With three points on a normal plane, I just found two vectors and found the normal by cross-product of the vectors, but I'm not sure what to do here. 
Help, please.
 A: There are plenty of ways you can represent a plane mathematically. One of the most succinct ones is using the normal and a position vector as
$$\hat{n}\cdot (\vec{x}-\vec{c})=0$$
Where $\hat{n}$ is the vector normal to the plane and $\vec{c}$ is any vector in the plane.
Now in your case you have two points and you know that the plane is vertical, which I'm assuming it means that is perpendicular to the $x-y$ plane.
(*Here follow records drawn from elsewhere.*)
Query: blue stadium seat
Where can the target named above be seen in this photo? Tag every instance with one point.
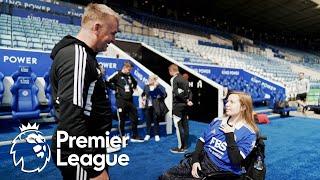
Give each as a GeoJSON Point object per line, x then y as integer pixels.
{"type": "Point", "coordinates": [1, 87]}
{"type": "Point", "coordinates": [24, 99]}
{"type": "Point", "coordinates": [24, 71]}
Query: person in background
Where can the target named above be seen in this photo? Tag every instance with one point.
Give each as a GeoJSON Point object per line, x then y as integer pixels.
{"type": "Point", "coordinates": [180, 101]}
{"type": "Point", "coordinates": [186, 77]}
{"type": "Point", "coordinates": [124, 84]}
{"type": "Point", "coordinates": [153, 102]}
{"type": "Point", "coordinates": [302, 87]}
With that information you can find a third point contained in the plane for example by setting the $z$ coordinate of any of the given vectors to 0.
Now with 3 vectors $v_1=(1,-1,1);\; v_2=(2,1,1);\; v_3=(1,-1,0)$ you can calculate the normal vector using the cross product of any two vector lying in the plane, for example $v_1-v_2$ and $v_2-v_3$.
This gives you that
$$\hat{n}=(v_1-v_2)\times (v_2-v_3) = (-2,1,0)$$
Which makes sense as you know that the $z$ coordinate must be 0 in order to be a vertical plane.
With that information you can now write your plane equation as
$$(-2,1,0)\cdot (\vec{x}-(1,-1,1))=0$$
Or if you expand it with $\vec{x}=(x,y,z)$ you can get
$$2x-y-3=0$$
A: Hint: Since the plane is vertical, it is parallel to the vector $(0, 0, 1)$.